How to Build a LinkedIn Profile that Will Help You Get a Job

Last year, CareerBuilder released the results of a survey indicating that 37 percent of employers look at social media [3] as part of the hiring process. As our society becomes even more dependent on technology and the web, more employers are likely to take a look at your online activity, and make decisions about you. As a result, it’s vital that you present yourself in the best light on social media [4].

One of the web sites that’s especially important when it comes to making professional connections is LinkedIn. Your LinkedIn profile can make or break your job search. On top of that, if you are looking for a job, LinkedIn can be a way for others to find you. Even though I’m not in the market for a traditional job, LinkedIn has resulted in freelance gigs.

Here are some tips for building a LinkedIn profile that is more likely to help you get a job:

Start with a Professional Image

You have to upload an image. In order to look “real,” it helps to have a face that others can look at. While you don’t have to rush out and have professional head shots taken, you do need to choose an image that looks professional. Make sure your image presents you as an approachable and professional person who is likely to fit in at most work environments.

Tinker with Your Summary

It’s important to note that LinkedIn has made changes that mean that third-level connections can’t see your name when they search. So, you might be perfect for someone searching on LinkedIn, but he or she won’t know your name. You can tinker with the summary by adding your name as the top line. Write your name, hit return a couple of times, and then write your summary.

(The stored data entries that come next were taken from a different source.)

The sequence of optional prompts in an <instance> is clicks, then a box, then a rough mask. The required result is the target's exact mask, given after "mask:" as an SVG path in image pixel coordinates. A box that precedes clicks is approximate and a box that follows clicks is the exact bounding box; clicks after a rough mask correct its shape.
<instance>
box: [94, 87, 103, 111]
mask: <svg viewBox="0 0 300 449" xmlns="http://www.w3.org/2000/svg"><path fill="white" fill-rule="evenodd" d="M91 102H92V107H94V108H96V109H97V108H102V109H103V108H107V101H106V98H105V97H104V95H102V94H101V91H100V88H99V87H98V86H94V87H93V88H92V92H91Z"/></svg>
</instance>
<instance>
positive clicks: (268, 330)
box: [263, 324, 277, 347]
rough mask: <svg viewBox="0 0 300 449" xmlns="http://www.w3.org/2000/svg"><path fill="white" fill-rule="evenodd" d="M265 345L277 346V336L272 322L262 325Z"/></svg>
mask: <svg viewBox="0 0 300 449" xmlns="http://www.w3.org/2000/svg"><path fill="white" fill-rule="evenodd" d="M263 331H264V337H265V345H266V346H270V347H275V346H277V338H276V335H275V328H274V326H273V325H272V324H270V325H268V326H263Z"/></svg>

Make sure your summary offers a good representation of who you are and what you do. Think of it as your elevator pitch. You need to quickly let searchers know that you are what they are looking for.

Fill Out Your Profile as Much as Possible

You have the chance to really shine in the experience and education sections. Be as complete as possible, since you might be able to catch the eye of someone who attended school at your alma mater, or who worked at the same company as you. These indications can help you get an “in” — even if you didn’t realize you had one.

When sharing your experience, try to focus on your success. Show that you have accomplished more than just adding another job responsibility to your long list of job responsibilities. If you have publications, make sure that you include that information as well.

Ask for recommendations from those you are comfortable with. While LinkedIn is trying to make a big deal of the endorsements, it’s more impressive to have some solid recommendations for your work. If you worked with someone in the past, ask if they would write a recommendation for your LinkedIn profile (and be willing to do it for those who ask you).

Join Groups

Finally, join relevant groups. If you are a part of an industry group, that can help you network with others, as well as raise your profile on LinkedIn. Participate by making insightful comments and offer help to other members, and you can establish solid connections, and impress potential employers.

With a little tweaking, you can improve your LinkedIn profile and increase the chances that you will get the job.